Nothing kills good products faster than brilliant conversations with the wrong people.

You're at a tech conference, at your booth, offering free swag and a demo to anyone peaking longer than 10 seconds at your rollup banner. You start up chats about your product with passers-by. They share some pain points and suggest features. The "it would be great if it did this" type of thing.

After the conference, you rush back to your team with these brilliant "user insights" that you claim came from real conversations.

Here's the thing.

That wasn't user research. That was networking plus confirmation bias.

Why?

Conference attendees aren't your typical users. They're early adopters, industry insiders or people with enough time and budget to attend events. They're probably more tech-savvy, more forgiving of rough edges and definitely more engaged with your industry than your actual user base.

The conversations happen in a specific context. People are networking, being polite or trying to impress. They're not using your product in their messy, real-world environment while juggling three other tasks and dealing with a kid screaming in the next room or their boss breathing down their neck.

People you talk with at conferences rarely expose their messy lives. They'll rarely disclose their wrists hurt and need a special keyboard at the end of their work day. They won't mention they can't tell red and green apart. Or that they use screen readers. Or that loud autoplay videos trigger their anxiety. Conference small talk doesn't cover the fact that someone's arthritis makes tiny touch targets impossible. Or that they rely on captions because they're in a noisy open office.

These aren't details people casually drop into networking conversations. But they're exactly the details that determine whether your product actually works for the millions of users.
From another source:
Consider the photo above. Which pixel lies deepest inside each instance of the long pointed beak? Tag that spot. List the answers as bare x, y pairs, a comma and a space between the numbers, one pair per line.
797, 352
The problem is conference conversations feel so insanely authentic that you skip any proper user research afterwards. I mean, why should you run usability tests when you already "know" what users want?

It doesn't feel like a shortcut, but it is. And it leads to products built for conference-goers instead of real users. Features that sound brilliant in a booth fall flat in real world scenarios.

It'd be better to use these conference conversations as inspiration, not instruction. They're great for generating hypotheses. But you still need to test those assumptions with actual users in their actual environment.

Real research means finding people who represent your users, not just the ones who happen to cross your path.